| Feb 24, 2011
Huge swarms of Chinese consumers unleashed on shopping sprees are not only looting Rolex watches and LV handbags in Hong Kong and Paris, but they’re also snatching up trivial daily products at supermarkets and department stores on a global scale probably unseen since the Mongolian invasion.
A Hong Kong friend of mine spent his family holiday in Vienna shortly before the Chinese New Year. He took a brief window-shopping tour at a high street department store. A Chinese tourist was examining a pair of nail clippers displayed in a small corner of the fourth floor. Satisfied with the tiny product made from immaculate German steel after a quick scientific trial right then and there on all of his long fingernails, he ordered the blonde shopkeeper to pack up a total of 50 pairs for him.
It took the mind-boggled shopkeeper quite a while to work out the quantity of the order after struggling with the customer’s broken English, and with my friend nearly offering himself as an interpreter. The shopkeeper told the Chinese customer that she had to go to the warehouse on the top floor to fetch up such a huge quantity as the mass purchase of such a trivial product was rare.

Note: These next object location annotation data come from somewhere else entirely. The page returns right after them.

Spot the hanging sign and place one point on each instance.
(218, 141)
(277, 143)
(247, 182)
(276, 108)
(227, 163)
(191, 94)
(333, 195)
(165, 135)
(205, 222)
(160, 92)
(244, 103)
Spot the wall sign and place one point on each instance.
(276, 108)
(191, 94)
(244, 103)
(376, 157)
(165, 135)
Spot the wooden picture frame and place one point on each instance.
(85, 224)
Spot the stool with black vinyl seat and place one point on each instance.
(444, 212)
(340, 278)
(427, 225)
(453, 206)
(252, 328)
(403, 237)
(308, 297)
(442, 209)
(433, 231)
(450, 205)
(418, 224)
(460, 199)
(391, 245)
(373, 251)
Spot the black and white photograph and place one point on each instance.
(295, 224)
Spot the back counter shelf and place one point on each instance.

Given the efficient European work ethic, it’s not surprising that the shopkeeper went away and disappeared for nearly an hour, while other local customers began to queue up waiting to pay for their products. The Chinese tourist, meanwhile, was examining other hardware gadgets on the racks, and became interested in a multi-functional Swiss army knife. The exhausted shopkeeper came back with the nail clippers but was then entreated to wrap up 100 Swiss army knives for him.
The shopkeeper had to leave her counter for a second time to dig up more products. At this point, the local customers could take no more and started mumbling complaints about why the Chinese needed such things in such huge quantities. Some amateurish economists in the queue wondered why inflation in Austria had become worse, and put the blame on the Chinese, as always.
The middle-aged cropped-haired Chinese tourist was provoked, and gave an angry lecture on the global economy on the spot to the Austrians—your economy was in deep shit, because of the crisis of the Euro and US dollar, and we came to your rescue by doing our shopping. Gone are the days when we used to smuggle ourselves as illegal immigrants into Europe on trans-Siberian cargo trains. We are your Savior. So shut it.
With emotional words like these, the war that followed in front of the counter before the shopkeeper came back with the knives after another half-hour in the back was thus imaginable and needs no description. As China becomes the world’s second-strongest economy, trade wars like this breaking out everywhere around the world make us all feel proud.